待将军跟着小厮七拐八绕的寻进那间包房时,妄尘已经醉得趴在酒桌上睡着了。墙上唯一那扇梨木雕花窗大开着,冬夜里妄尘身上不知被谁披了一件一件黑色大氅披风,一轮月华顺着那四四方方的窗口就洒了进来,顺着他脚腕往背上爬。

鼻尖有一大股醇厚的气息在不甘地骚弄,很容易就让人辨识出好酒的味道。将军有点馋酒,视线扫过八仙桌上的杯盘狼藉,定格在一只放在妄尘肘边的白瓷酒壶上。他走过去,俯下身,越过妄尘的肩膀就把那白瓷小壶勾了过来,掂量掂量里头还剩下小半壶的酒液,再将那壶嘴儿贴着鼻子一嗅——

“你呀……好歹也曾为一军之将,何必偷偷摸摸去喝别人剩下的?馋酒的话,我这儿有几锭银子,你叫小二送几坛好酒到北阁去。”

终归还是搅了美人儿的清梦。将军没吱声,以嘴对壶咕咚两口喝干了酒,在回味余甘时低下头去瞅已经坐起身来的妄尘。泪痣迷迭桃花目,佳人薄裳云雾开。此时妄尘醉了酒,那眼窝里就跟含了一汪水似的,生生衬出了一副丰神俊朗的风流模样。

“什么时候了?”妄尘问,侧过头来去寻已经站到他身后的将军。

“子时三刻。”将军答,帮妄尘解开几乎散架的发髻再草草梳理一下,又替他系紧那氅袄,扶他起来。妄尘走的不稳,扶着墙行了一小段之后索性靠在将军身上任他带着走,醉眼朦胧时不忘问一句是否还叫得到马车的事。将军一一应着,一面唤来小厮打着灯笼在前头探路,一面小心翼翼地扶好身边醉的不轻的人儿。

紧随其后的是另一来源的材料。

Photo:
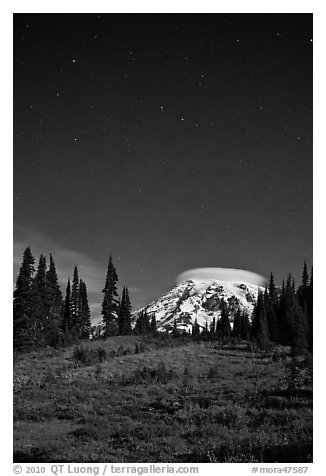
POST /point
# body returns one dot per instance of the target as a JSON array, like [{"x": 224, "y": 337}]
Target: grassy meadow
[{"x": 161, "y": 400}]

两人走走停停终是出了酒肆。骤雪正急,他们便站在店外的廊檐下躲雪。将军听见小二在门的那头上了栓,悉悉索索的脚步声伴着呵欠声混在夜色里。

 

隆冬时节,又是子夜,寒风凛冽的很。将军见妄尘悉悉索索把披风后头的兜帽戴上,突然好奇了起来:“这是谁家的袄子?”

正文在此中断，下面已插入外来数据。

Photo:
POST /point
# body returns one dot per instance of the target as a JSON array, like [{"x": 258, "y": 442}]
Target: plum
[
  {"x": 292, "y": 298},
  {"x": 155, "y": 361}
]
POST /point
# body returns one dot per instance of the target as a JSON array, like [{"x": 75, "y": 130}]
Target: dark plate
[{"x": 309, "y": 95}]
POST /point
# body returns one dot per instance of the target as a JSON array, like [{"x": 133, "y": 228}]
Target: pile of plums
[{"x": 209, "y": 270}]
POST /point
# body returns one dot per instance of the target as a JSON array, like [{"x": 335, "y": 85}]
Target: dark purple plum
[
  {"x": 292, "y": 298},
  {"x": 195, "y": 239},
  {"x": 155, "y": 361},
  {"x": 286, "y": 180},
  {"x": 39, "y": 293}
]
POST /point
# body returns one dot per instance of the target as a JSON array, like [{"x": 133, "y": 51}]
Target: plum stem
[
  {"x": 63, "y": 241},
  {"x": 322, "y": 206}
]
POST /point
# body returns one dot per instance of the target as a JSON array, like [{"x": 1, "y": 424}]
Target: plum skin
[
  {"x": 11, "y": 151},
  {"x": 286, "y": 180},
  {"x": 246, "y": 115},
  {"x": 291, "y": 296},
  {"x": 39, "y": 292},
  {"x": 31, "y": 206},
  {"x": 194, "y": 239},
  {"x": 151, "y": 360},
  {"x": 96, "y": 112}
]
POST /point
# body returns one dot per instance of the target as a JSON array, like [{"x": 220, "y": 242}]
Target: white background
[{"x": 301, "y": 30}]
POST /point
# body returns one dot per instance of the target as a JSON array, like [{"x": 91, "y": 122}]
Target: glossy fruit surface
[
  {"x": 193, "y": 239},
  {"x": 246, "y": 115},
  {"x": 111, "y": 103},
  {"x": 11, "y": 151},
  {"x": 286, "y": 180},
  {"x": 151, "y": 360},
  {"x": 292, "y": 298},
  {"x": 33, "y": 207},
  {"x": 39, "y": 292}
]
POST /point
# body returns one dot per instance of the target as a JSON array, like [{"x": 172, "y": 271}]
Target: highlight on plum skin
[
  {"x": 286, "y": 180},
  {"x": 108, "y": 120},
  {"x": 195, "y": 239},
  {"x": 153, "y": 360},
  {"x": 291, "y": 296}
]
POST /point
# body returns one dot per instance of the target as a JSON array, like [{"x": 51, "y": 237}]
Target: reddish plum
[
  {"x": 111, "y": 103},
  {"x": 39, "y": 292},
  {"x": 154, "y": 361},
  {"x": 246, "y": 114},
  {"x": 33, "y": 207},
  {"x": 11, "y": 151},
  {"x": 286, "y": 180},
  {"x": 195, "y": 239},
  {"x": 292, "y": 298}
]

妄尘蹩着眉头想了一会儿,拍拍烫红的脸颊:“应该是公子的……”他醉得犯迷糊,语气也软黏的很,支支吾吾的跟要睡过去一般。

“公子?柒公子?”

将军沉思片刻,好奇心起。这位柒公子也是满汉楼里的常客,挂过名,兴致起了也会登台唱个几曲。他心地好,脸上总挂着笑。人人说他善良好相处,但将军总觉得柒夜那一目平和下藏着什么说不清道不明的东西。“你与他似乎关系不错。”他答道,借着廊下灯笼的光往巷尾处张望了一下。

墙角还堆着前些日子里积下来的雪,上头稀稀拉拉印着几个脏兮兮的小脚印,将融未融地沾了泥土的黄褐色。

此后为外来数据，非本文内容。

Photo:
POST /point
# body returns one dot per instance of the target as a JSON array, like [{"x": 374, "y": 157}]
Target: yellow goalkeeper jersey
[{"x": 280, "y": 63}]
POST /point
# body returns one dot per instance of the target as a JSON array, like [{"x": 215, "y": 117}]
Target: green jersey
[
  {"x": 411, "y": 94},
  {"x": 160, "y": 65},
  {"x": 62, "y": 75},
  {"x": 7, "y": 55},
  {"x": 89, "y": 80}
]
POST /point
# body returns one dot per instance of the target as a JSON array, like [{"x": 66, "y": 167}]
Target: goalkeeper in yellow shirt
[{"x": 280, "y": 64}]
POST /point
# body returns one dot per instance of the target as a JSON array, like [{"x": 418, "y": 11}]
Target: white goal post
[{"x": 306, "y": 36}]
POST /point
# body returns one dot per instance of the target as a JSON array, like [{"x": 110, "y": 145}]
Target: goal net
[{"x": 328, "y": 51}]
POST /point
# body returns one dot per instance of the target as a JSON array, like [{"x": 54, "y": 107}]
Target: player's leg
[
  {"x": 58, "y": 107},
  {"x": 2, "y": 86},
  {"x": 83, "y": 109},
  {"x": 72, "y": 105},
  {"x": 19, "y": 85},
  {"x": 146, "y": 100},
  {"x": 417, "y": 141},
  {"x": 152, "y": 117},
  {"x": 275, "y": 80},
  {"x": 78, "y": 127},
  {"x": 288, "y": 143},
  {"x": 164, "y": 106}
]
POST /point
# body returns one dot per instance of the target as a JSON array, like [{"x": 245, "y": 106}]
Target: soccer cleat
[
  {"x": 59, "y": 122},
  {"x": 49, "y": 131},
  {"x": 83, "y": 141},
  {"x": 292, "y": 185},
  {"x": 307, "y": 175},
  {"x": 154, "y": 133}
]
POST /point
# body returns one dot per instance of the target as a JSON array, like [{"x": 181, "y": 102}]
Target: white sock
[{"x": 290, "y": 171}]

“嗯。”妄尘点点头。他瞌着眼,醉得狠了也不分轻重缓急,头重重的往前一倾又扬回去,差点磕在背后那实木门框上。将军被妄尘这一遭吓得不轻,当下拽着他往前挪了两步,刚要撒开手却又被妄尘缠住了胳膊。一回头,堂堂满汉楼北阁阁主正冲他咯咯笑着,丝毫不见平日里那副高高在上的清冷样儿。

“嘿嘿……雲觞,我知道你想问什么。”妄尘嘟囔一句,兀自笑的开心“你想问我,柒夜找我所为何事,对不对?”

醉了的人最难伺候。将军叹了口气,也懒得去计较妄尘给他起的别别扭扭的称呼,只顺着他的话接茬儿“是。柒公子他为何找你?”

“哼。他有求于我。”妄尘得意洋洋的说。

“他求你什么?”将军继续追问。

“他求我为他找人。”

“找什么人?”

“男人。”说完,妄尘一顿,又补了一句“一个叫心外無物的男人。”

 

隐约间将军觉得这谈话似有不妥。照妄尘所说,柒夜唤他一聚无非是为了些私事。而自己现在的所作所为倒像是那些不怀好意的家伙,仿佛是要趁着妄尘酒醉便从他这儿探探口风、好琢磨着怎么对付柒夜;抑或似那些成天到晚无所事事聚在墙角的那群长舌妇人,膝上放着装针线的竹筐和几件破旧衣物,缝缝补补间还不忘打听一两句别人家的闲话。但此时此刻妄尘又以一副不屈不挠的势子盯着他,大有要一吐为快的意思。将军不好扫他的兴致,只得硬着头皮在心里面默念了两句冒犯,乖乖地听妄尘往下说。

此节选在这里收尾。